If the parties clinch a deal, the investor group will buy Campbell-owned Bolthouse Farms for approximately $500 million, which is just one-third of the price at which the company bought the business seven years ago.
Campbell’s board of directors is expected to ratify the divestiture as early as this week. Bolthouse has been making losses consistently in the past few years. The downturn of the once-profitable business division exacerbated in recent years due to the poor farm output due to unfavorable weather conditions and the management’s inability to handle the complexities involved in dealing with farm-based food business that is often unpredictable.

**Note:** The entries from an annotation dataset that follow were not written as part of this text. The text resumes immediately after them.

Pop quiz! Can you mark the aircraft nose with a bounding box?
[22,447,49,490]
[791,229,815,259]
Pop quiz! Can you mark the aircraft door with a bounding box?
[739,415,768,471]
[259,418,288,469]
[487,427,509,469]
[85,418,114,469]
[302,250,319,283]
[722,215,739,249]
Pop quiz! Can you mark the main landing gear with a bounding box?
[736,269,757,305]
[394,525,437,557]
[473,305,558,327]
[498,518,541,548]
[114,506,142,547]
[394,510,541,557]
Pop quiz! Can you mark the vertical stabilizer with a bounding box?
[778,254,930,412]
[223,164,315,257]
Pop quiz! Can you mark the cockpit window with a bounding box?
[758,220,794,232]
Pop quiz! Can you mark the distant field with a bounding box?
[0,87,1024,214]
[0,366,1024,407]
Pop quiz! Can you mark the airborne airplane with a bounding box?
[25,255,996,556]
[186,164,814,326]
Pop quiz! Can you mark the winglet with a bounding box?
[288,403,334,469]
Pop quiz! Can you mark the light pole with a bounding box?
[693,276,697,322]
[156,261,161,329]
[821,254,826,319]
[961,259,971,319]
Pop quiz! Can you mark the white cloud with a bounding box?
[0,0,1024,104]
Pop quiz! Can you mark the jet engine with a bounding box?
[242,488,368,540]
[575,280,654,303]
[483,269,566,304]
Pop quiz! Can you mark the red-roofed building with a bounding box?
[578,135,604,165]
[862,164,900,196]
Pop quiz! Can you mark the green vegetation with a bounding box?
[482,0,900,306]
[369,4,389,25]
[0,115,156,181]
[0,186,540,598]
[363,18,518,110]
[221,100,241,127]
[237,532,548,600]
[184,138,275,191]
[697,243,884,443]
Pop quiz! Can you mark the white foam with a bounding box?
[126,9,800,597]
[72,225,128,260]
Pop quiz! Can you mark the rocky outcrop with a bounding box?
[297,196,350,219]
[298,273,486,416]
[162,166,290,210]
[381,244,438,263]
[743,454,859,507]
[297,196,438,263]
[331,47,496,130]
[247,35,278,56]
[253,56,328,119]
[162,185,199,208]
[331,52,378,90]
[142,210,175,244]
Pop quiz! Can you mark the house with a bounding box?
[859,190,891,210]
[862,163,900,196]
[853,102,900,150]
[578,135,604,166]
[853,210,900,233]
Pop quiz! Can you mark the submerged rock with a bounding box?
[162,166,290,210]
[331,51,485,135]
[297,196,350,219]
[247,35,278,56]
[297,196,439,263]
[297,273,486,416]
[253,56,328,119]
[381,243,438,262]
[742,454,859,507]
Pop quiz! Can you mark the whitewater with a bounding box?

If the parties clinch a deal, the investor group led by former CEO Jeffrey Dunn will buy Bolthouse Farms for approximately $500 million
Meanwhile, the latest move contrasts with the strategy introduced by former chief executive officer Denise Morrison, which focuses on making investments in the profitable areas of the fresh food sector and reducing dependence on the weakening soup business.
The management is likely to use the proceeds from the recent sales and the one under discussion to repay debt, which hit a new high after Campbell acquired a snack company in a high-value deal a few months ago, using external funding.
Going through one of the worst phases in its history, Campbell is slowly getting back on track after being battered by mismanagement and financial indiscipline, which at one point had brought the company to the brink of putting itself up for sale.
Campbell shares closed Thursday’s session up 1.35% and gained further during the extended session. The stock has moved up 23% so far this year.